Professor Zsofia Ruttkay, head of Moholy-Nagy University of Art and Design’s (MOME) Creative Technology Lab, was the Digital Humanities Initiative’s fourth guest in the “Conversations in the Digital Humanities” series on December 8.  Ruttkay is the supervisor of various digital art projects at MOME, scientific advisor at the Department of Computer Science at the University of Twente, as well as the author or co-author of over 160 academic publications.

The focus of the conversation session was on the so-called GLAM institutions (i.e. galleries, libraries, archives and museums) and their capacity to respond to the changes taking place in communication and educational technologies.
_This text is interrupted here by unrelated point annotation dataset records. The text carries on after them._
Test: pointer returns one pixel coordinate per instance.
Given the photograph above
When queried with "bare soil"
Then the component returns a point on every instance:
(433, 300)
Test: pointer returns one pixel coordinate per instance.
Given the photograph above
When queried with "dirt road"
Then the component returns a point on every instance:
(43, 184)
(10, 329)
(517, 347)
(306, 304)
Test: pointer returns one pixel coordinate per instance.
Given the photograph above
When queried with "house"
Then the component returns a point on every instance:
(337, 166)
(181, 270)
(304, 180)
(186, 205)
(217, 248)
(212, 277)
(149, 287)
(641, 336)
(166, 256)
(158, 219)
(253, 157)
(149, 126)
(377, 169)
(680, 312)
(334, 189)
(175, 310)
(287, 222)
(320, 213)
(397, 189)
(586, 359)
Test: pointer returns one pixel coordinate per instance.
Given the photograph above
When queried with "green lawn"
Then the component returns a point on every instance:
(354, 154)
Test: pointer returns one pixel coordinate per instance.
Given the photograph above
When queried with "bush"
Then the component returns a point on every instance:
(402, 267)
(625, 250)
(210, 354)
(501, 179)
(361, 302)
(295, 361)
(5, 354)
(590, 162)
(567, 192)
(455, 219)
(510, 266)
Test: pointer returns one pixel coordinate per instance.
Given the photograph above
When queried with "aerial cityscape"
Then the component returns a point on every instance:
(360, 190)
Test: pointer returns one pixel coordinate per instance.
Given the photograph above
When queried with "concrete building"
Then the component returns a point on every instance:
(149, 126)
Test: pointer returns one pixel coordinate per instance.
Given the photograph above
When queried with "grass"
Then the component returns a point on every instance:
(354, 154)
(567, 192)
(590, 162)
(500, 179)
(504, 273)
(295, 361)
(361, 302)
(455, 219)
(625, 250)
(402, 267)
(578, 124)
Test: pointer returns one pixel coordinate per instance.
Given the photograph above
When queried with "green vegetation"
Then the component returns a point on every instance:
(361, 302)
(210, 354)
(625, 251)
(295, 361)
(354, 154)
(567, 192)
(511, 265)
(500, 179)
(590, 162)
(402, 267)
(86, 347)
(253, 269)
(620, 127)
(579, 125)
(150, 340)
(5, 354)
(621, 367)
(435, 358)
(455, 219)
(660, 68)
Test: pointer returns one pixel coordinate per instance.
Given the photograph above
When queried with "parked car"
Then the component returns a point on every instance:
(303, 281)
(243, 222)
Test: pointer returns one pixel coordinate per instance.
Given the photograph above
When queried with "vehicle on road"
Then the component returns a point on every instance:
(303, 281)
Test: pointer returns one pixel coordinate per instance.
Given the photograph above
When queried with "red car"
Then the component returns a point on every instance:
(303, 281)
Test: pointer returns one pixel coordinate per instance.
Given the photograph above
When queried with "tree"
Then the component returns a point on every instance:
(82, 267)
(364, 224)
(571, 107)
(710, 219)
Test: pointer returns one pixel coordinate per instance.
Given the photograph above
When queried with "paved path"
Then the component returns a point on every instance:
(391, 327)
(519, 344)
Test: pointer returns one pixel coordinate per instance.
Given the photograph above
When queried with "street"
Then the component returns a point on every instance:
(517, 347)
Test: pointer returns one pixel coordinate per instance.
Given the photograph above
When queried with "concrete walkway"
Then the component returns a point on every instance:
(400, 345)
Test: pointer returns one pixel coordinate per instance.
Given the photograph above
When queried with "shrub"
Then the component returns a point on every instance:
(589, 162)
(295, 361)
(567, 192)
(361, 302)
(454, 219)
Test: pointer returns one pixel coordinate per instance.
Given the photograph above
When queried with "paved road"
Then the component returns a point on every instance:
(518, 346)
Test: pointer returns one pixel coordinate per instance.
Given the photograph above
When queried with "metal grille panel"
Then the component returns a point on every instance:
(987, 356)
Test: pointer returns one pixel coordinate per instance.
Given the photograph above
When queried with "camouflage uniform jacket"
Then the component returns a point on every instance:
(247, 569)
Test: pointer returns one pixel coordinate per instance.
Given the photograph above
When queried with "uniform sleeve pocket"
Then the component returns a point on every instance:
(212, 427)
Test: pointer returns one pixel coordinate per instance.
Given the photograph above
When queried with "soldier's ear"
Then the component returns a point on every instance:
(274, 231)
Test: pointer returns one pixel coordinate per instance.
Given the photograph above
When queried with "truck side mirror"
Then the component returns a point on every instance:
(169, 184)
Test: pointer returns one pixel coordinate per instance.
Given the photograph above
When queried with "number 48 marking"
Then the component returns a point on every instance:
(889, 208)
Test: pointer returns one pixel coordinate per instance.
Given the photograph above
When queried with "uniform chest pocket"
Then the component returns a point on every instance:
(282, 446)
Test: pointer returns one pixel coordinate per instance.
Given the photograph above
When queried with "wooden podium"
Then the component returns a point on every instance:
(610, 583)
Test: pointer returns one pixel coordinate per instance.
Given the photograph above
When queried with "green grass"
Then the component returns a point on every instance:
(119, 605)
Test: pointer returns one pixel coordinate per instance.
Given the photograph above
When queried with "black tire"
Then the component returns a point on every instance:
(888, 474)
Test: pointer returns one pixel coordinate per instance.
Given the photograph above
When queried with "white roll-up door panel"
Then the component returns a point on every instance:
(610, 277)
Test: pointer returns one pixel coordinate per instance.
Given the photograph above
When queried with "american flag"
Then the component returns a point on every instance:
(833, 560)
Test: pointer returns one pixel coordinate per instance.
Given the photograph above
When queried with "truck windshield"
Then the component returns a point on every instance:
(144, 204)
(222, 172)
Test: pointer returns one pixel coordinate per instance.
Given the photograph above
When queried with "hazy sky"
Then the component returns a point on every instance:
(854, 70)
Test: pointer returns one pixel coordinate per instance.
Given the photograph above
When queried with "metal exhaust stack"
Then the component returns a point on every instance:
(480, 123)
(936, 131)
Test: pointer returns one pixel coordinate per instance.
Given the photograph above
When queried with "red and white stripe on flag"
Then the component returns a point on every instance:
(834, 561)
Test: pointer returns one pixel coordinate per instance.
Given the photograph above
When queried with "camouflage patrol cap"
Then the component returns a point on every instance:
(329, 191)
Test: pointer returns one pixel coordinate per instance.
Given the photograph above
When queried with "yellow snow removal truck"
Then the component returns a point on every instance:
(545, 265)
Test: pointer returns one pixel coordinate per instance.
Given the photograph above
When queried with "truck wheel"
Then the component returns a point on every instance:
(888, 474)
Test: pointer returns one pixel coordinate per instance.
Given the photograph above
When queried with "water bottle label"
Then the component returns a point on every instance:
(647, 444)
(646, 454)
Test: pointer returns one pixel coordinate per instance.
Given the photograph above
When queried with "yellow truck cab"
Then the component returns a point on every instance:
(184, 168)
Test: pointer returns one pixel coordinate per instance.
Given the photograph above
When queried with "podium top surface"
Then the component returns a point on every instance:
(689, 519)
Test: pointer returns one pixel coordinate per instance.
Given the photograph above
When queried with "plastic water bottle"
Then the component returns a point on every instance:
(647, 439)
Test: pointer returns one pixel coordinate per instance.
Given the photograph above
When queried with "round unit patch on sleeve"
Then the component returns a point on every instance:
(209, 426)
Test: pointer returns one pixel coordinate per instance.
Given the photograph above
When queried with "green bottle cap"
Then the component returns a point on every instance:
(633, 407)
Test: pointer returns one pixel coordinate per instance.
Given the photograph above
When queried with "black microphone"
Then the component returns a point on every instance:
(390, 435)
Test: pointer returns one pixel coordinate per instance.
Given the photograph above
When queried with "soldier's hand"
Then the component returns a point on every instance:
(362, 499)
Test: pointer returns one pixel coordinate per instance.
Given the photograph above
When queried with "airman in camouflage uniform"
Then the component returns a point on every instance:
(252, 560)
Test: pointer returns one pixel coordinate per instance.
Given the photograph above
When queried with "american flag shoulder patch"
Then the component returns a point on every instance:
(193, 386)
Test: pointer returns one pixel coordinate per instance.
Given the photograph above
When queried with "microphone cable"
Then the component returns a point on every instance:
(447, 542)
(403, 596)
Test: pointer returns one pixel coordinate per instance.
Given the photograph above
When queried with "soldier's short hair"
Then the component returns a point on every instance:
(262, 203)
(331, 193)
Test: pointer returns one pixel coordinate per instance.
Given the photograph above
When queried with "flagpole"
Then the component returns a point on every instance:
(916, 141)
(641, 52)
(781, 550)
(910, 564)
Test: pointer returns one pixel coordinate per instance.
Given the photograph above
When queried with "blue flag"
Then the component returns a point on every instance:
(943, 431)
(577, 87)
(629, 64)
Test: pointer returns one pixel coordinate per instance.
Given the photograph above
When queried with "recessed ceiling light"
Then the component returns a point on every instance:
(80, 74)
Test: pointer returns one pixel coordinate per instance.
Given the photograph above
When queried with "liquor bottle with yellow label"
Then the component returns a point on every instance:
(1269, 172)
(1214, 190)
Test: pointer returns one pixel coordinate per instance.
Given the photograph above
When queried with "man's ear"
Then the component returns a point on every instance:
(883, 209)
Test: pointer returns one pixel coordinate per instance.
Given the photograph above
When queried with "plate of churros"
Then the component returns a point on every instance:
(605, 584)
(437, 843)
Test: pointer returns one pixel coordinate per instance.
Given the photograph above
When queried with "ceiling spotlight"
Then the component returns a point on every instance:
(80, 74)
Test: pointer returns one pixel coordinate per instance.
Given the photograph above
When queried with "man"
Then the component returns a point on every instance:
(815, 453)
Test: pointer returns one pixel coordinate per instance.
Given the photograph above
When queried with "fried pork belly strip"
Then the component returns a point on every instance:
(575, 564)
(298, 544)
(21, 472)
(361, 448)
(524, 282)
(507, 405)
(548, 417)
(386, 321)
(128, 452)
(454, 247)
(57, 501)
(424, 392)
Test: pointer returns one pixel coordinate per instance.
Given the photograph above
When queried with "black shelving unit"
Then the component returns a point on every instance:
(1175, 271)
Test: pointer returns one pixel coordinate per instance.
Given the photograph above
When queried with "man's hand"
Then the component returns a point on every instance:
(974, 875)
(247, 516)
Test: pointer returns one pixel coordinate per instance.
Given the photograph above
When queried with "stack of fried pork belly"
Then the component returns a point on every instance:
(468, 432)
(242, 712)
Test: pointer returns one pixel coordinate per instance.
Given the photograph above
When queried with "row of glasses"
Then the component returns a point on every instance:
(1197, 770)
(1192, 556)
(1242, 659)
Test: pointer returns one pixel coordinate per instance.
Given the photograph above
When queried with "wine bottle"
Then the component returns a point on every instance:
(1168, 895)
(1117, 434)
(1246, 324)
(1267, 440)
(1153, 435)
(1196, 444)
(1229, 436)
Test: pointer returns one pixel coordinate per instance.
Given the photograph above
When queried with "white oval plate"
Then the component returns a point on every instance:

In response to Ruttkay’s presentation, invited guests Sahana Udupa, associate professor at the School of Public Policy, CEU, and Vlad Naumescu, associate professor in the Department of Sociology and Social Anthropology at CEU, proposed critical approaches to recent trends in digitization. Udupa talked about the risks of digital activism and participatory journalism, and in particular highlighted the exploitation of free labor under these labels by commercial media and corporate interests. Naumescu discussed CEU’s Visual Studies Platform and urged against losing sight of the anthropological perspective on the “digital user.”

Ruttkay started the conversation by presenting some of her recent digital art and history projects. In a collaboration between the Hungarian Jewish Museum and MOME, Ruttkay recently supervised the “Cemetery of Salgotarjani Road” (Salgótarjáni úti temető) project, an augmented reality tour of one of Budapest’s inaccessible and crumbling Jewish cemeteries rich in eighteenth- to early twentieth-century architectonic features. As part of the “Weores 100” memorial year to celebrate the hundredth anniversary of the birth of the outstanding poet and author Sandor Weores in 2013, Ruttkay curated a digital exhibition at the Petofi Museum of Literature, where MOME’s students displayed their interactive installations inspired by Weores’s poetry. Ruttkay reecently worked with the Hungarian Lutheran Church on an installation displaying an original copy of Martin Luther’s will, which will be part of the “Reformation500” program series in commemoration of the beginning of the Protestant Reformation in 1517. Although the document is owned by the Hungarian Lutheran community, it is seldom exhibited in Budapest.

In the ensuing discussion, Udupa and Naumescu remarked on the democratization of accessing information in the digital era and its impact on GLAMs, the importance of audience engagement in digital arts and history projects, and the added value of playfulness, which is inherent in many uses of digital technology for artistic, social and political self-expression.

Ruttkay pointed out that the current technological boom is inevitably changing the very concept of GLAMs. Museum applications such as an installation turning poems into tactile “objects,” or an app enabling its users to “walk” in the narrative of a novel are currently changing the audience’s expectations of GLAM institutions, which requires exhibition curators to adopt new digital curation methodologies, preferably not at the expense of traditional museology. It is currently the subject of debate whether, with the development of 3D modelling, virtual reality applications and 3D printing, museums, archives and libraries will actually need to maintain an inventory of physical objects. According to Ruttkay, the scale of the changes coming in the near future is detectable in the claims of those who believe that for newly established GLAMs it is enough to store, curate, and exhibit a “collection” of only digital representations.